In his opposition to defendant Lynn's pending motion to dismiss, plaintiff argues that in addition to inmate appeal HDSP-09-01939, he also filed a separate inmate appeal regarding defendant Lynn's alleged retaliatory conduct, but prison officials interfered with his efforts to pursue that complaint through the inmate appeals process thereby rendering administrative remedies effectively unavailable to him. (Pl.'s Opp'n to Def.'s Mot. to Dismiss (ECF No. 68) at 2-3 & Pl.'s Decl. & Attachs.) Plaintiff has attached to his opposition a copy of the inmate appeal upon which he relies in support of his argument as well as two appeal screening forms he received from prison officials informing him that the inmate appeal in question was incomplete because he did not attach the necessary supporting documents. (Id.) Plaintiff is correct that the court may excuse a prisoner from complying with the exhaustion requirement when prison officials render administrative remedies effectively unavailable. See Albino , 697 F.3d at 1034. In this case, however, plaintiff's evidence submitted to the court does not establish the he should be excused from complying with the exhaustion requirement. Rather, plaintiff's exhibits show that prison officials twice screened out his inmate appeal in which he complained of defendant Lynn's actions because plaintiff failed to attach CDC Form 128-G Classification Committee documents to it. Under the governing California regulations, prison officials are entitled to screen out an inmate appeal if it is missing the necessary supporting documents. See Cal. Code Regs. tit. 15, §§ 3084.3(c)(5), 3084.6(b)(7). As noted above, it is the state's regulations which govern the determination of whether proper exhaustion has been accomplished. See Jones , 549 U.S. at 218; Woodford , 548 U.S. at 88); Marella , 568 F.3d at 1027.
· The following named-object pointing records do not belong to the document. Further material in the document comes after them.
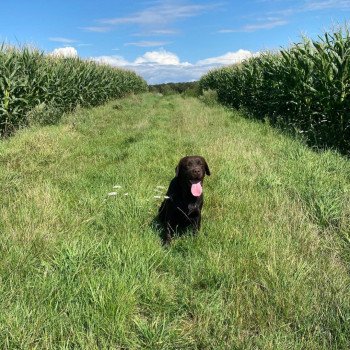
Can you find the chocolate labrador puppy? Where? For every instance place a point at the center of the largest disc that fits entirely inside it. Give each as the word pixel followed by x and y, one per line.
pixel 182 207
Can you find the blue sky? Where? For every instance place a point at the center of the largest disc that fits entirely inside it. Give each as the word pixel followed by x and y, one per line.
pixel 166 40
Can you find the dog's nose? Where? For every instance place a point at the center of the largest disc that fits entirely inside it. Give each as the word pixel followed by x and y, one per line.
pixel 196 171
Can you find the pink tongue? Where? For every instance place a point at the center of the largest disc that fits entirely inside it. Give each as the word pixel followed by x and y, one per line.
pixel 196 189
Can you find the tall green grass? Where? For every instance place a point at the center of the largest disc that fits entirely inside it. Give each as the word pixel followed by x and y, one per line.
pixel 37 87
pixel 305 88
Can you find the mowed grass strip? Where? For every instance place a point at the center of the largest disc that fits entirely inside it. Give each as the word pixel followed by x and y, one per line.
pixel 83 269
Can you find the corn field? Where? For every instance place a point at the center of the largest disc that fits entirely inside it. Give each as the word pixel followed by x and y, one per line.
pixel 305 88
pixel 35 86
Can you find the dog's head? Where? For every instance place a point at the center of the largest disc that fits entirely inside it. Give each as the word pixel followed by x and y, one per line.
pixel 191 171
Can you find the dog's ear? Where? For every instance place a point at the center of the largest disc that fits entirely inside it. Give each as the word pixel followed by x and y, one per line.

Based on the evidence before the court, the court finds that this is not a case where prison officials engaged in misconduct in handling plaintiff's inmate appeals, told plaintiff that there were no available administrative remedies, or pointed plaintiff in a direction that would cause him to fail in his attempts to properly exhaust his administrative remedies See Albino , 697 F.3d at 1034. Nor is this a case where prison officials refused to provide plaintiff with the required grievance forms, failed to respond to properly-filed grievances, or threatened him with retaliation for filing grievances. See id. at 1034, n.7. Here, plaintiff simply failed to re-submit his appeal with the necessary supporting documents as he was twice instructed to do by prison officials. The exceptions to the exhaustion requirement apply only when prison officials take affirmative actions to prevent a prisoner from properly exhausting his administrative remedies prior to filing suit. See id. at 1034. Plaintiff has not demonstrated that prison officials delayed or thwarted his efforts to exhaust his retaliation claim or that he took all "reasonable and appropriate steps" and engaged "a good faith effort" to exhaust his administrative remedies with respect to his claim. See id. at 1035; Nunez , 591 F.3d 1224.

For all of the foregoing reasons, the court finds that defendant Lynn has carried his burden of raising and proving the affirmative defense of failure to exhaust administrative remedies prior to filing suit. See Jones , 549 U.S. 216; Wyatt , 315 F.3d at 1117-19. Accordingly, defendant's motion to dismiss should be granted.

CONCLUSION

Accordingly, IT IS HEREBY RECOMMENDED that

1. Defendant's motion to dismiss (Doc. No. 63) be granted; and

2. This action be closed.

These findings and recommendations are submitted to the United States District Judge assigned to the case, pursuant to the provisions of 28 U.S.C. § 636(b)(l). Within fourteen days after being served with these findings and recommendations, any party may file written objections with the court and serve a copy on all parties. Such a document should be captioned "Objections to Magistrate Judge's Findings and Recommendations." Any response to the objections shall be filed and served within fourteen days after service of the objections. The parties are advised that failure to file objections within the specified time may waive the right to appeal the District Court's order. Martinez v. Ylst , 951 F.2d 1153 (9th Cir. 1991).